Die Empörung ist auf allen Seiten groß. Der Deutsche Journalisten-Verband (DJV) nennt den Vorgang "skandalös". SPD-Generalsekretärin Andrea Nahles verlangt den Rücktritt Strepps. "Ein Pressesprecher, der die Pressefreiheit nicht kennt, ist in einer demokratischen Partei nicht haltbar", erklärt Nahles am Mittwoch in Berlin.

"Dermaßen trottelhaft"

Bayerns SPD-Spitzenkandidat Christian Ude lädt am Mittwoch kurzfristig zur Pressekonferenz. Der Vorgang belege die Nervosität der CSU. Ude verlangt Aufschluss, "ob hier wirklich erstmals die komplette Berichterstattung unterbunden werden sollte".

Der Wortlaut von Strepps Gespräch müsse rekonstruiert und dem Verwaltungsrat des ZDF vorgelegt werden. Erst danach werde klar sein, welche Konsequenzen die CSU ziehen müsse. In dem Fall habe sich die CSU "dermaßen trottelhaft" verhalten, dass er es kaum glauben könne, sagte Ude. "Das ist doch früher etwas raffinierter gemacht worden."

Nach Informationen des Bayerischen Rundfunks hat Strepp am Sonntag auch zum ARD-Hauptstadstudio Kontakt gesucht. Strepp schickte laut "Bayern 5" dem BR-Korrespondenten Oliver Mayer-Rüth eine SMS und fragte, ob die ARD einen Bericht über die SPD-Kandidaten-Kür in Nürnberg plane. Man habe ihm zur Antwort gegeben, dass dies nicht der Fall sei.

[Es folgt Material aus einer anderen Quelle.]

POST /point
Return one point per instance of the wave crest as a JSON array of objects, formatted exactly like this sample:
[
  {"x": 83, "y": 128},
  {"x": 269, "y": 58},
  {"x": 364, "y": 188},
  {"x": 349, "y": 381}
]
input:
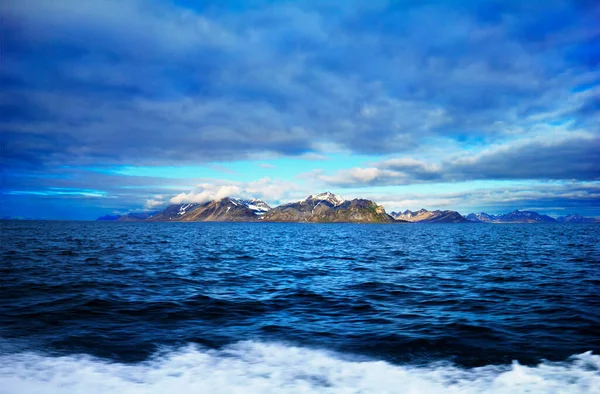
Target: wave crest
[{"x": 254, "y": 367}]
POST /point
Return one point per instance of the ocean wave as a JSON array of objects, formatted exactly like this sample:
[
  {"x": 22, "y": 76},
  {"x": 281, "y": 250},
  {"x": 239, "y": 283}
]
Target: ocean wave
[{"x": 255, "y": 367}]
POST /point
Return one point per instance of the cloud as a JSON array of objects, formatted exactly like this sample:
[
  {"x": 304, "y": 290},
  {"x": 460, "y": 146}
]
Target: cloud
[
  {"x": 575, "y": 156},
  {"x": 206, "y": 192},
  {"x": 271, "y": 190},
  {"x": 144, "y": 82},
  {"x": 556, "y": 197}
]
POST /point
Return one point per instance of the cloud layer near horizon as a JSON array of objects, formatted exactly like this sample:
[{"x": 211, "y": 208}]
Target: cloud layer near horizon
[{"x": 436, "y": 91}]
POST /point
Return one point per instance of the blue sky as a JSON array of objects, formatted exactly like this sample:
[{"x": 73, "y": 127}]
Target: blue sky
[{"x": 115, "y": 106}]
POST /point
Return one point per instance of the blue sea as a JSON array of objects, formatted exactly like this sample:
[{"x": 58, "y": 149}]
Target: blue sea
[{"x": 111, "y": 307}]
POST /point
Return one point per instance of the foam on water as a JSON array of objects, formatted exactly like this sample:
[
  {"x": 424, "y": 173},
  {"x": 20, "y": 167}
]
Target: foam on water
[{"x": 253, "y": 367}]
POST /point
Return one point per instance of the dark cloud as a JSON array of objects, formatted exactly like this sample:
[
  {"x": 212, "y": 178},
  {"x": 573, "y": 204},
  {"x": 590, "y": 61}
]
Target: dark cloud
[
  {"x": 146, "y": 82},
  {"x": 576, "y": 157}
]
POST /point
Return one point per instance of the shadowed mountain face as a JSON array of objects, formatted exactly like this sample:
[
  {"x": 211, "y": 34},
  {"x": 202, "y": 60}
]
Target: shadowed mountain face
[
  {"x": 225, "y": 210},
  {"x": 330, "y": 208},
  {"x": 129, "y": 217},
  {"x": 425, "y": 216},
  {"x": 512, "y": 217},
  {"x": 575, "y": 219}
]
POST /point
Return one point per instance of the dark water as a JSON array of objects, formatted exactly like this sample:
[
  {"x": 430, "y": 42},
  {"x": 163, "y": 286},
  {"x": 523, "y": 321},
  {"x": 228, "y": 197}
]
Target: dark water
[{"x": 263, "y": 307}]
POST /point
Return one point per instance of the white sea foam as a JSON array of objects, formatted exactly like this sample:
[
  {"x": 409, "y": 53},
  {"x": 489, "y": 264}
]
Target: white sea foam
[{"x": 251, "y": 367}]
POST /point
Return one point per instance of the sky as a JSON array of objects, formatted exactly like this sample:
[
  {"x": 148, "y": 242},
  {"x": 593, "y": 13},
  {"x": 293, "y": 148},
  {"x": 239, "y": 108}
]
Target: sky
[{"x": 110, "y": 106}]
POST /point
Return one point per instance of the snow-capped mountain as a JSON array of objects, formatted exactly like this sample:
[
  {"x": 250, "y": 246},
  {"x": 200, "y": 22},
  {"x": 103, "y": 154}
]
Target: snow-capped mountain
[
  {"x": 512, "y": 217},
  {"x": 426, "y": 216},
  {"x": 331, "y": 198},
  {"x": 575, "y": 219},
  {"x": 254, "y": 204},
  {"x": 329, "y": 208}
]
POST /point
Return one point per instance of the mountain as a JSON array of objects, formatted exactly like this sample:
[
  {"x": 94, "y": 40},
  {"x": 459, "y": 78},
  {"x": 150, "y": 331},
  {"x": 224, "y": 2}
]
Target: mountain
[
  {"x": 109, "y": 217},
  {"x": 258, "y": 206},
  {"x": 329, "y": 208},
  {"x": 226, "y": 210},
  {"x": 512, "y": 217},
  {"x": 129, "y": 217},
  {"x": 425, "y": 216},
  {"x": 576, "y": 219}
]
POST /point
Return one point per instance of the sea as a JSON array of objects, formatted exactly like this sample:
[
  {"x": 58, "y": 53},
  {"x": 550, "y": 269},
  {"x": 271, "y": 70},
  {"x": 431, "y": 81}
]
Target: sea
[{"x": 117, "y": 307}]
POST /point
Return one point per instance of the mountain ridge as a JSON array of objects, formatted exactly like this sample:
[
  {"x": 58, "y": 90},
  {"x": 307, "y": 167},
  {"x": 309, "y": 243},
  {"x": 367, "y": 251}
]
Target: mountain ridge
[{"x": 327, "y": 208}]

Strepp ist mehr für Seehofer als nur ein Sprecher. Er ist einer seiner Strategen. Strepp sitzt in den wichtigen Runden dabei. Im Vergleich zu vielen anderen Sprechern weiß er wirklich, was gerade Sache ist. Die Journalisten schätzen ihn eigentlich als fair und besonnen.

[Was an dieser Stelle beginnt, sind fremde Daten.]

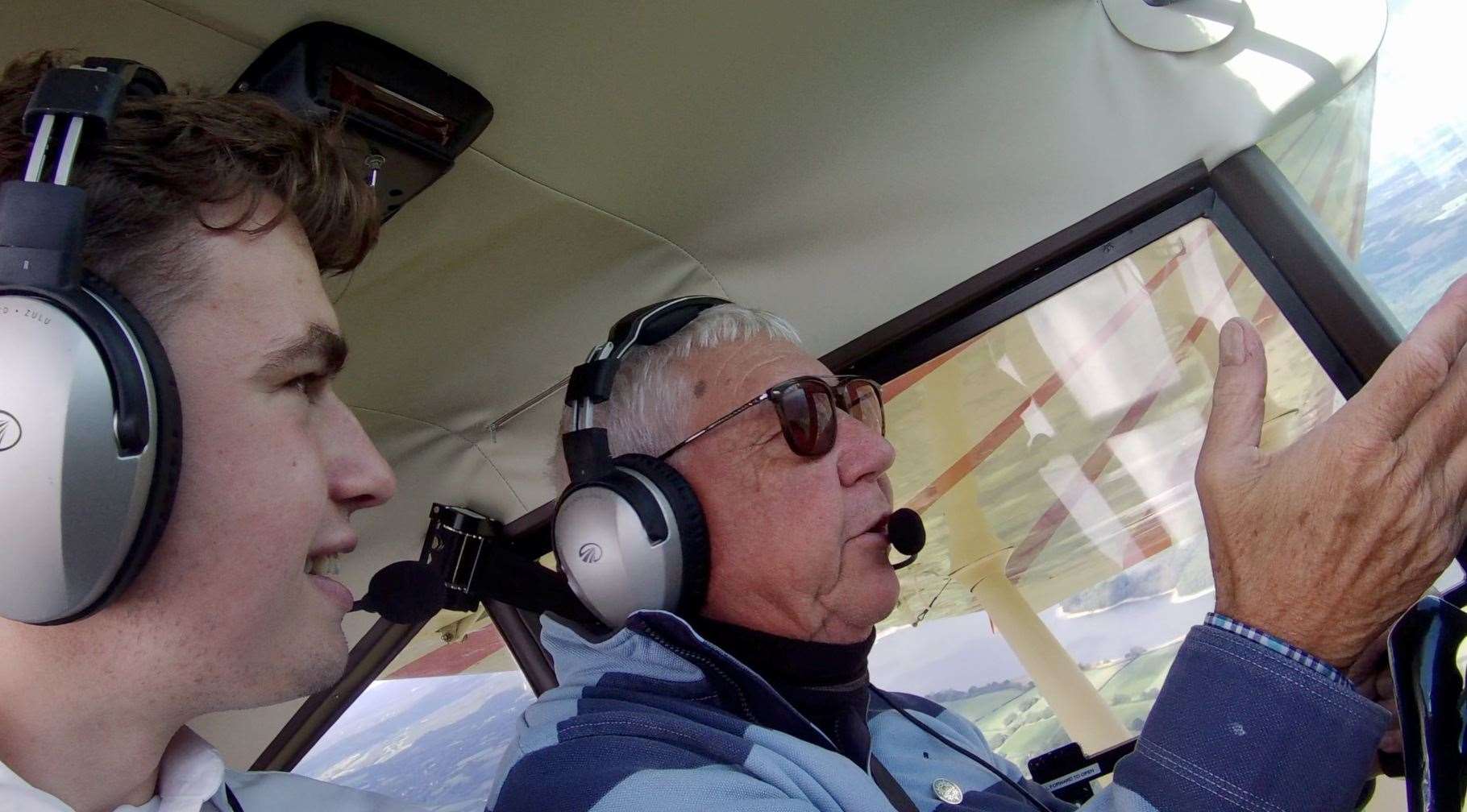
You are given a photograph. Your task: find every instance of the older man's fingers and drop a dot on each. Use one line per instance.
(1236, 424)
(1418, 368)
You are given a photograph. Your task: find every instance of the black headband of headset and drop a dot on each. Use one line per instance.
(587, 450)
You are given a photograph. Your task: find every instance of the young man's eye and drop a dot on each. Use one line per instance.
(309, 384)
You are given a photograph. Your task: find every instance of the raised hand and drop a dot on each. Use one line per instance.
(1324, 544)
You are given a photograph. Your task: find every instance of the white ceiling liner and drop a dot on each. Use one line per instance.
(835, 162)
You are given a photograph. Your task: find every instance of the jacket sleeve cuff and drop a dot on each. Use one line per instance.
(1240, 726)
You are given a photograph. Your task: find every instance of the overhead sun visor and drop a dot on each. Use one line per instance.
(413, 118)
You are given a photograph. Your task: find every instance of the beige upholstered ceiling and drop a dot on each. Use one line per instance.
(835, 162)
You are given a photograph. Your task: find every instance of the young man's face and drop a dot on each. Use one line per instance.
(273, 465)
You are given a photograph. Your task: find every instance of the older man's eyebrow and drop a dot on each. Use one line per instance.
(318, 345)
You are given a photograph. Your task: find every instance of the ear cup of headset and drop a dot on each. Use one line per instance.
(692, 527)
(633, 540)
(85, 513)
(168, 438)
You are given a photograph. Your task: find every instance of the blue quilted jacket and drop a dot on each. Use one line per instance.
(655, 719)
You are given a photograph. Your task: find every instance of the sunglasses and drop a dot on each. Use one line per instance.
(807, 411)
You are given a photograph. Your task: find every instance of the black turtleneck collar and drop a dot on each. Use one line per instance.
(787, 660)
(826, 682)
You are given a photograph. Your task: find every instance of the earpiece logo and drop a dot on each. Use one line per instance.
(10, 434)
(590, 553)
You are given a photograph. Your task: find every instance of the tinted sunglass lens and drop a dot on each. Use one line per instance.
(807, 415)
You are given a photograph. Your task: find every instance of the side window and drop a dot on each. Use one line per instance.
(1052, 459)
(1385, 163)
(434, 726)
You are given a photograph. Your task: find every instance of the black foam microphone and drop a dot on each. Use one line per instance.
(404, 592)
(905, 534)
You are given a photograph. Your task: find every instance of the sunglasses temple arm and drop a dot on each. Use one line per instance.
(715, 424)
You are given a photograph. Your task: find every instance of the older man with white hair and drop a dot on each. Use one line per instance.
(753, 692)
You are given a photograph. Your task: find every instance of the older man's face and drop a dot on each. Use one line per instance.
(790, 536)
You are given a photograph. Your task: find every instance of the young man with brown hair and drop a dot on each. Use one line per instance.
(216, 216)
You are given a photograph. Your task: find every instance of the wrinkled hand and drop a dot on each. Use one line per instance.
(1324, 544)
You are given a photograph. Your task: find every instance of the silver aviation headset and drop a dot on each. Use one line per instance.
(89, 420)
(628, 531)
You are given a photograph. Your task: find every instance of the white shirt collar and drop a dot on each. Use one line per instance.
(189, 774)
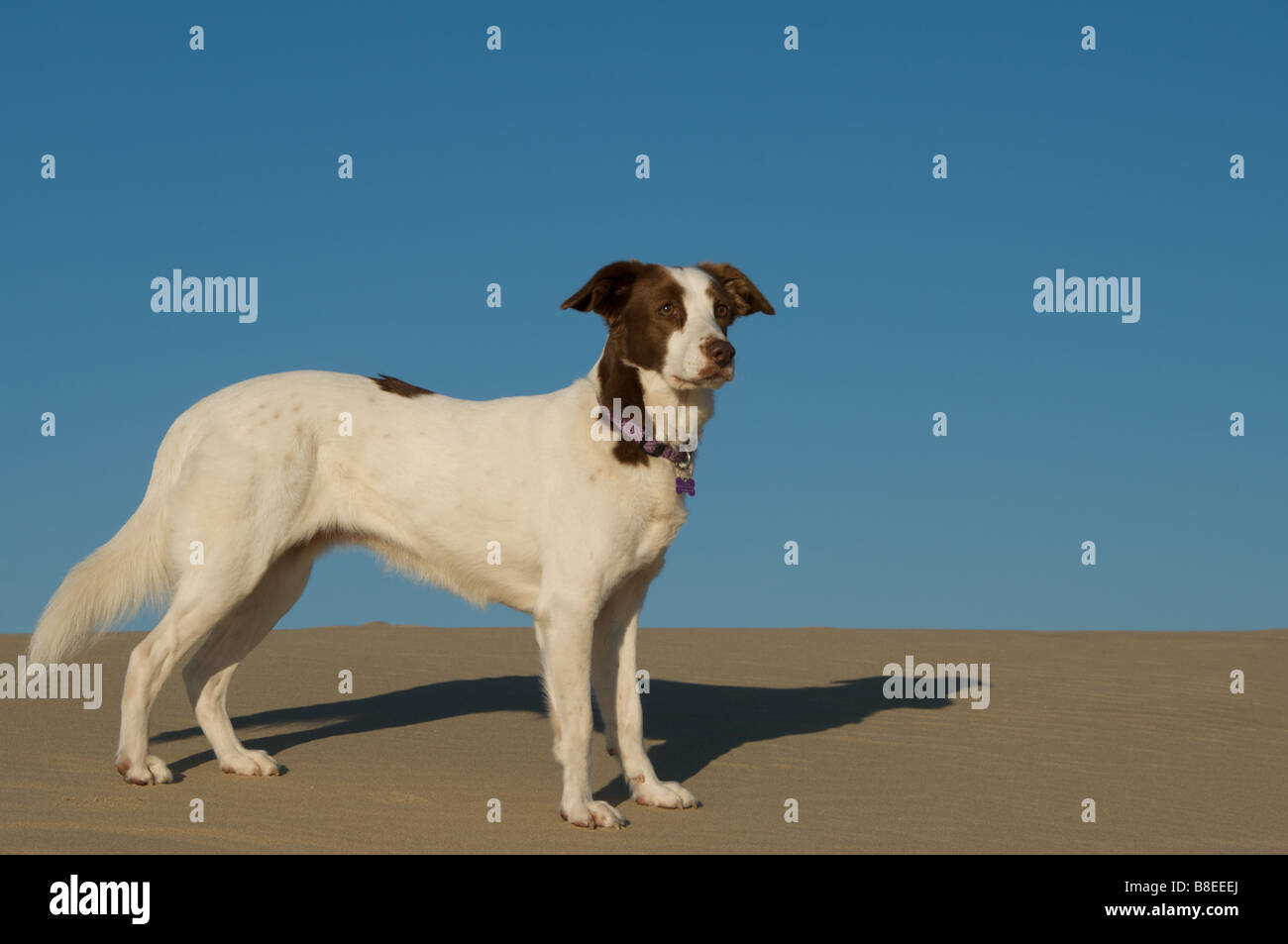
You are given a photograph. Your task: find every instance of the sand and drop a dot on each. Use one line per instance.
(443, 720)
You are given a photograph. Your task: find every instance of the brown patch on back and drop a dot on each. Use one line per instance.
(399, 386)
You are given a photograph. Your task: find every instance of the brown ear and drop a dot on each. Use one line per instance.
(746, 295)
(606, 290)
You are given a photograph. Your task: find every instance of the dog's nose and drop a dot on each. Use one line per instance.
(719, 351)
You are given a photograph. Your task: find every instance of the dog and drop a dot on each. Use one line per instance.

Der 44-Jährige gehört auch nicht zu jenem Typ Pressesprecher, die ihre Chefs bremsen, die unruhig auf dem Stuhl hin- und her rutschen, wenn ihr Vorgesetzter mal vom Sprechzettel abweicht. Strepp ist seit 2006 CSU-Sprecher. Zuvor hatte der Familienvater in der Staatskanzlei gearbeitet sowie als Staatsanwalt und Richter.